Ol’derogge, Dmitrii Alekseevich
Born Apr. 23 (May 6), 1903, in Vilnius. A founder of Soviet African studies; specialist in the ethnology, history, languages, and culture of the peoples of Africa. Corresponding member of the Academy of Sciences of the USSR (1960).
Ol’derogge graduated from Leningrad University in 1925. In 1927–28 he studied languages, ethnology, and museum presentation in Germany, the Netherlands, and Belgium. He is the head of the African Division of the Museum of Anthropology and Ethnography of the Academy of Sciences of the USSR. He began teaching in 1939. He has been a professor and head of the sub-department of African studies at Leningrad University since 1945 and head of the African Section of the Institute of Ethnography of the Academy of Sciences of the USSR since 1947. His main works are devoted to the problems of social structure, kinship systems, culture, and languages of the peoples of Africa. Among them are The Circular Kinship Relation, or Three-clan Alliance (1946), The Malay Kinship System (1951), The Nkita System (1960), and Basic Features of the Development of Kinship Systems (1960). The process of the historical and cultural development of the African peoples is examined in the works Origin of the Peoples of the Central Sudan (1952), Antiquities of Benin (vols. 1–3, 1953–57), Art of the Peoples of West Africa in Museums of the USSR (1958), The Western Sudan in the Fifteenth to Nineteenth Centuries (1960), and Negro Art (1969).
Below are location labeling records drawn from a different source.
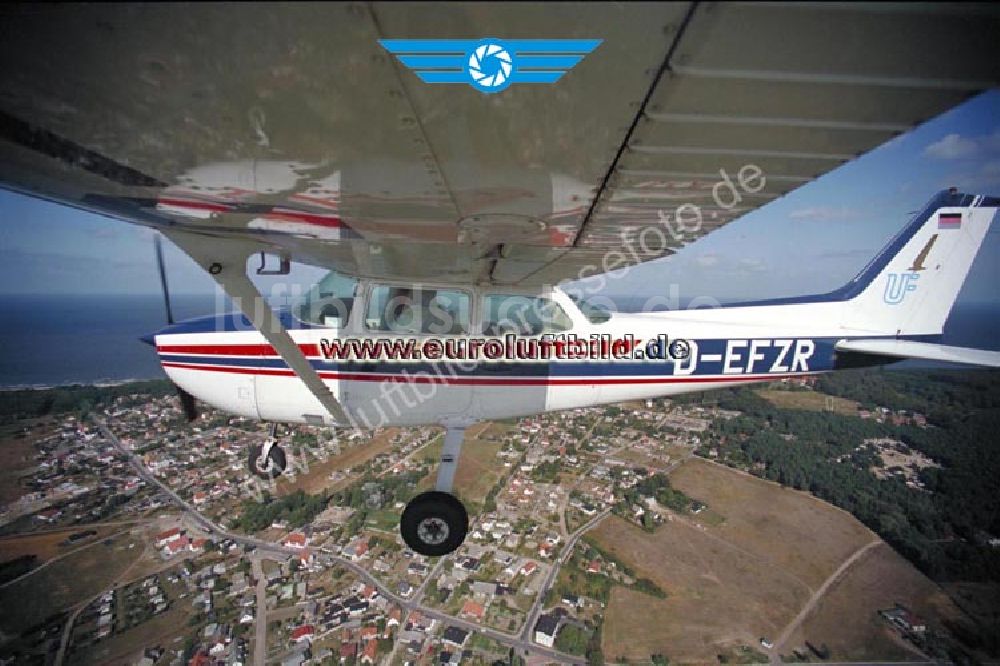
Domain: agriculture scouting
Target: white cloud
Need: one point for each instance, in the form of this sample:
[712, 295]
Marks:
[823, 213]
[707, 260]
[952, 147]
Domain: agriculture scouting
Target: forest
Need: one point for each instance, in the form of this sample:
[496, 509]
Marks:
[945, 528]
[80, 399]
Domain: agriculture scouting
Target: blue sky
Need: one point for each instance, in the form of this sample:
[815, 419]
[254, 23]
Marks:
[812, 240]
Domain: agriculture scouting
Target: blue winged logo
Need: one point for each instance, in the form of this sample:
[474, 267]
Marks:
[490, 65]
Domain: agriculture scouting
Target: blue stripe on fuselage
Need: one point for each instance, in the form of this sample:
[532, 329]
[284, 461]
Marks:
[712, 357]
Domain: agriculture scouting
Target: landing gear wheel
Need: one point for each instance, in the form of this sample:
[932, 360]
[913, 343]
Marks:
[434, 523]
[267, 468]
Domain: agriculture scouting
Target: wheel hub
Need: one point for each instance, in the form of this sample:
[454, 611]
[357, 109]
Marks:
[432, 531]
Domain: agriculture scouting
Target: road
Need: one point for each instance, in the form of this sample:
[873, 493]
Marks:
[518, 643]
[260, 622]
[536, 607]
[775, 652]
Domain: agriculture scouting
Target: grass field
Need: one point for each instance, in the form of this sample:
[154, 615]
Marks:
[810, 400]
[718, 596]
[126, 647]
[48, 545]
[738, 572]
[15, 460]
[65, 583]
[846, 621]
[479, 468]
[792, 530]
[318, 477]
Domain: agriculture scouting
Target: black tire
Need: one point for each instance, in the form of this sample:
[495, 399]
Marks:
[428, 511]
[276, 462]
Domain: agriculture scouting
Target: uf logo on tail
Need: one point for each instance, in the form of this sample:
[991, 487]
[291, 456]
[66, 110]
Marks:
[898, 285]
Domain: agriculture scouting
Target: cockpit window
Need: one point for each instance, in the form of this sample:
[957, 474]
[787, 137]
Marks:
[329, 301]
[523, 315]
[594, 313]
[412, 310]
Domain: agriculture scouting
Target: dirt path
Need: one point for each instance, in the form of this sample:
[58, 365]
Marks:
[817, 595]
In studying the origin and interrelationships of the languages and peoples of the Western Sudan, Ol’derogge sharply criticized the racist Hamitic theory of the origin of those peoples (The Hamitic Problem in African Studies, 1949; Colonial Society, 1973; and others). Descriptions of the grammatical structure of African languages are dealt with in the works Determination of Time and Space in the Bantu Languages (Locative Classes) (1937) and The Hausa Language (1954). Languages and Writing Systems of the Peoples of Africa (1963) and On Certain Ethnolin-guistic Problems of Africa (1969) are devoted to the classification of African languages.
Ol’derogge is a member of international and foreign national scholarly societies, including the French Society of Africanists and the International African Institute. He is a corresponding member of the School of Oriental and African studies (London) and many academies. He has been awarded the Order of Lenin and two other orders.